STATUS (original): OPEN. Pre-existing + orthogonal; surfaced (not introduced) by NL.1. Manager-verified independent of the numeric-limit accessors. Scheduled separately.

Symptom

print("{}", x) mis-renders the integer extremes the s64-based formatter can't represent:

  • i64::MIN (-9223372036854775808) prints a bare - (the minus sign with NO digits).
  • An unsigned all-ones value (e.g. u64.max = 18446744073709551615) prints -1 (the i64 bit-reinterpretation), not the unsigned decimal.

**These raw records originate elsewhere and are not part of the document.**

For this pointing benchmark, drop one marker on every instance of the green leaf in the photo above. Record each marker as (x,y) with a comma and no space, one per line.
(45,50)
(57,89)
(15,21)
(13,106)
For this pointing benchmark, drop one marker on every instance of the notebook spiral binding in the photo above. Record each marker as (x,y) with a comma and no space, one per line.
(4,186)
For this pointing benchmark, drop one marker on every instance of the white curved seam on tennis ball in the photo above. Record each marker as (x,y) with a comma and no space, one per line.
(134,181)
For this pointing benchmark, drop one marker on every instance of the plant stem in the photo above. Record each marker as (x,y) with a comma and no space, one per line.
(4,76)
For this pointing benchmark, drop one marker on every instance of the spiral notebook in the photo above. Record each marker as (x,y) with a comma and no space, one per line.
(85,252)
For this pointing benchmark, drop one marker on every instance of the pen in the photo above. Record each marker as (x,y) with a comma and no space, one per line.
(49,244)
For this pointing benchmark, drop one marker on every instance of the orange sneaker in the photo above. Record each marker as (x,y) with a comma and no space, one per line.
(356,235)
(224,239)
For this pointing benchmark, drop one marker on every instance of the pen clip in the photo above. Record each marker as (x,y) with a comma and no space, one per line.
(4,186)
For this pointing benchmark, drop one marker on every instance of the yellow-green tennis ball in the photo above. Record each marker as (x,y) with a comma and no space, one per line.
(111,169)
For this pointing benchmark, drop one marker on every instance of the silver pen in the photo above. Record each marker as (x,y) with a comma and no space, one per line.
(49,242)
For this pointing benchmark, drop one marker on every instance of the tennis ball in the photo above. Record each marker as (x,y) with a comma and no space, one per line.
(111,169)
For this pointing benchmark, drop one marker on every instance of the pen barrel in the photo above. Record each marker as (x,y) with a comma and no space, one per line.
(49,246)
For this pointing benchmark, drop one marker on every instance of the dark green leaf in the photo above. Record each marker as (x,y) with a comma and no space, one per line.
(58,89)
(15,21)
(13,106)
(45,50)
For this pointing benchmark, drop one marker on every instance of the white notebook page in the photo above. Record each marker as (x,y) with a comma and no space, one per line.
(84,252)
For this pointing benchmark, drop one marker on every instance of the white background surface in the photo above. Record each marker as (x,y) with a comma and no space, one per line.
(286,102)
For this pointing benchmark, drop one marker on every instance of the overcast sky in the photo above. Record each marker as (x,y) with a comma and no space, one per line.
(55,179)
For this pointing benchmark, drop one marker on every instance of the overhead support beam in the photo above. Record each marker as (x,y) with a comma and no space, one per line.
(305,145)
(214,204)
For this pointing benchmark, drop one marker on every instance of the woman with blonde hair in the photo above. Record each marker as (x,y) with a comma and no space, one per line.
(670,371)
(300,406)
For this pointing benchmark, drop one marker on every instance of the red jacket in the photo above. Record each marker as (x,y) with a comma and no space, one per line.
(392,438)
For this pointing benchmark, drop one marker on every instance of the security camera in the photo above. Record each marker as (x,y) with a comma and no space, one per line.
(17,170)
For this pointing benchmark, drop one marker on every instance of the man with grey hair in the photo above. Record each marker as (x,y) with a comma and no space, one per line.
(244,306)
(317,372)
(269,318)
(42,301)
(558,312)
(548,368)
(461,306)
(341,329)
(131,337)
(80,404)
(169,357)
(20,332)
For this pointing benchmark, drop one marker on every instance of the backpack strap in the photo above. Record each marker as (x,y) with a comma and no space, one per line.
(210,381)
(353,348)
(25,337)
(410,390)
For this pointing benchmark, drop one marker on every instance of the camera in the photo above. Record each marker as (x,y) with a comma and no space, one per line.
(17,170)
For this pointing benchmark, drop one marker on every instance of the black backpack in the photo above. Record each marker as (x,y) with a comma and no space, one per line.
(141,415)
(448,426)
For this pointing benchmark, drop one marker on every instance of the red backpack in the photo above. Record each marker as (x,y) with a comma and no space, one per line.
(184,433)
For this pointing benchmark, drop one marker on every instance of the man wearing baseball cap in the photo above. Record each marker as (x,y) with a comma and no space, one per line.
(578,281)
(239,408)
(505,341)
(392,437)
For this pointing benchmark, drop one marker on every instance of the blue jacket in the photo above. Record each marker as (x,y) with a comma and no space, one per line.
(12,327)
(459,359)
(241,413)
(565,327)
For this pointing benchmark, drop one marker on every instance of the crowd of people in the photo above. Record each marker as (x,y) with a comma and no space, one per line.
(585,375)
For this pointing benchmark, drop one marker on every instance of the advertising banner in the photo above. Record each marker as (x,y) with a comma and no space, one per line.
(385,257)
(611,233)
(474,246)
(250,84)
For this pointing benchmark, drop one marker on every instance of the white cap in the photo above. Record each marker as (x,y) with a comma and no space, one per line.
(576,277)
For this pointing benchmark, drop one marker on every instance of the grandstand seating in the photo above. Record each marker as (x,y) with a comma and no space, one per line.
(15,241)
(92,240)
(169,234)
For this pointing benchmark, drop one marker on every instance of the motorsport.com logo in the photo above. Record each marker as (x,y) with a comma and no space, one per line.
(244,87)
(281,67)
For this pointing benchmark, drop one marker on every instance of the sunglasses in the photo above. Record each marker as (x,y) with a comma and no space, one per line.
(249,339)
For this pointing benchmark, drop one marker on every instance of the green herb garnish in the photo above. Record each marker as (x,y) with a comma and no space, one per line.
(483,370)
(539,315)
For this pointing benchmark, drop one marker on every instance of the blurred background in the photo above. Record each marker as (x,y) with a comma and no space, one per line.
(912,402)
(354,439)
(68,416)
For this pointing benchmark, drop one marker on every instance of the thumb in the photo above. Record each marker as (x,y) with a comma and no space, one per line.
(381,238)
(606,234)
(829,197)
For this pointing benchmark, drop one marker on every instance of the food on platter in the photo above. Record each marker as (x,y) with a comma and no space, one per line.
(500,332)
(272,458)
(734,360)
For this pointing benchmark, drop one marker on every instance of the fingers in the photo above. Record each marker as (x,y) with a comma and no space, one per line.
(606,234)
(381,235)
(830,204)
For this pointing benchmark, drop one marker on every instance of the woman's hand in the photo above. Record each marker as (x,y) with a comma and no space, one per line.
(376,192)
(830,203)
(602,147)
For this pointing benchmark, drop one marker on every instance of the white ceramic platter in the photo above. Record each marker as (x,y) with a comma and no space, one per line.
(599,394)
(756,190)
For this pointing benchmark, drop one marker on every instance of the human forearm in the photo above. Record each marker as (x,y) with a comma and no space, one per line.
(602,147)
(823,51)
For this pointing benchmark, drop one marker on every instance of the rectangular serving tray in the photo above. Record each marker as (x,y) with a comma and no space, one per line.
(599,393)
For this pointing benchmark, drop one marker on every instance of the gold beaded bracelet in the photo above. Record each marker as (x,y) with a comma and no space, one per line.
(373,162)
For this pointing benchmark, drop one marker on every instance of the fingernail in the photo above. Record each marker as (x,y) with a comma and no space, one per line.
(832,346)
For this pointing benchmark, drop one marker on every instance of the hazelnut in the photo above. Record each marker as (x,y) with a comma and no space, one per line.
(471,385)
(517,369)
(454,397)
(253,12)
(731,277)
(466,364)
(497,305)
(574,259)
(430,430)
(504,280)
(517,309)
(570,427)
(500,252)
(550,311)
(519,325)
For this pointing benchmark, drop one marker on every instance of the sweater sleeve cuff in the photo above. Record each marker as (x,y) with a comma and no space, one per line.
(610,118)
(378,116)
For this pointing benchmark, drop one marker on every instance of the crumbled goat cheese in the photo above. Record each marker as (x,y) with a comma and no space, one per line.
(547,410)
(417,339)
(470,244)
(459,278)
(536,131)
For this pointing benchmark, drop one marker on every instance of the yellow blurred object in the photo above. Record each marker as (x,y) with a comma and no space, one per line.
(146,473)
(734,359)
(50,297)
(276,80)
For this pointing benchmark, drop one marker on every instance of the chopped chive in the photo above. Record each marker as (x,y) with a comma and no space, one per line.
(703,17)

Reproduction (no numeric-limit accessor needed — pre-existing)

#import "modules/std.sx";
main :: () {
    x := -9223372036854775807 - 1;   // i64::MIN
    print("min={}\n", x);            // prints "min=-"  (should be -9223372036854775808)
}

u64.max (via the NL.1 accessor, or any all-ones u64) prints -1 for the same root reason.

Root cause (suspected)

The integer-to-string path is s64-based (std.int_to_string / the {} formatter takes s64): it negates the value to print the sign, but -i64::MIN overflows, and it has no unsigned-aware path so an all-ones u64 is read as -1. Needs a width/ signedness-aware integer formatter (format by the value's actual integer TYPE: unsigned types print the unsigned decimal; signed MIN is handled without negating).

Investigation prompt

Make the {} integer formatter type-aware: render an unsigned integer as its unsigned decimal (all 64 bits for u64), and handle signed MIN without the -MIN overflow (e.g. format the magnitude via unsigned arithmetic, or special-case MIN). Verify: i64::MIN prints -9223372036854775808; u64.max prints 18446744073709551615; existing numeric output (incl. the NL.1 examples, which assert via bit-reinterpret) stays green. Likely area: the formatter / int_to_string in the std print path and/or the comptime {} lowering.